Note: These training videos are the same videos you will experience when you take the full Infection Control for Dentists program. Your progress in watching these videos WILL NOT be tracked. You may begin the Infection Control for Dentists training at any time to start officially tracking your progress toward certification.
Any object contaminated with blood or blood products from an infected person must be regarded as a potential source of BBV infection for those handling it, if a means of delivering the virus into the body exists. Do examples include sharp objects but also „soft? waste, such as discarded dressings, contaminated clothing or, linen. The surfaces of damaged motor vehicles can also harbour contamination following road traffic accidents, specifically if those involved have suffered traumatic injury and blood loss.

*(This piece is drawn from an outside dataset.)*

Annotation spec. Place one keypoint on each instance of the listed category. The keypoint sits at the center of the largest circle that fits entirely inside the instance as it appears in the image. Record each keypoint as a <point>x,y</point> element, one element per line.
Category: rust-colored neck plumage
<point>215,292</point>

It must be assumed that there is a risk of infection unless the item concerned has been decontaminated by effective means. Sharps include any items that can cause laceration or puncture wounds. These present a special hazard if there is contamination by blood although they may not be visibly soiled, they should be handled with care if contamination is known or suspected.
Examples of sharps include discarded hypodermic needles; instruments used in invasive operations, including blood-sampling, surgery, dentistry, acupuncture, ear-piercing and tattooing. Emergency services' cutting equipment, broken glass and jagged metal.
For safety and security, small sharps should be placed in sharps disposal containers until decontaminated or incinerated. There should never be a need to re-sheath a used syringe needle, and by using an appropriate sharps container this can always be avoided. Whenever possible, separation of the needle from syringe should also be avoided as this increases the risk of blood spillage and sharps injury.
It is worth mentioning that some sharps bins have mechanisms that can safely remove needles.
There are a number of initiatives to reduce the number of contaminated sharps injuries, including the use of safer needle devices and needle exchange programmes. Medical, dental, laboratory or other equipment that is reusable and has been in contact with blood or body fluids, and which has not been decontaminated adequately, may present a risk of infection for both workers and patients. Reusable devices must, therefore, be decontaminated between uses on different individuals. If an item of equipment is to be sent for examination or repair, it should, wherever possible, be decontaminated before despatch.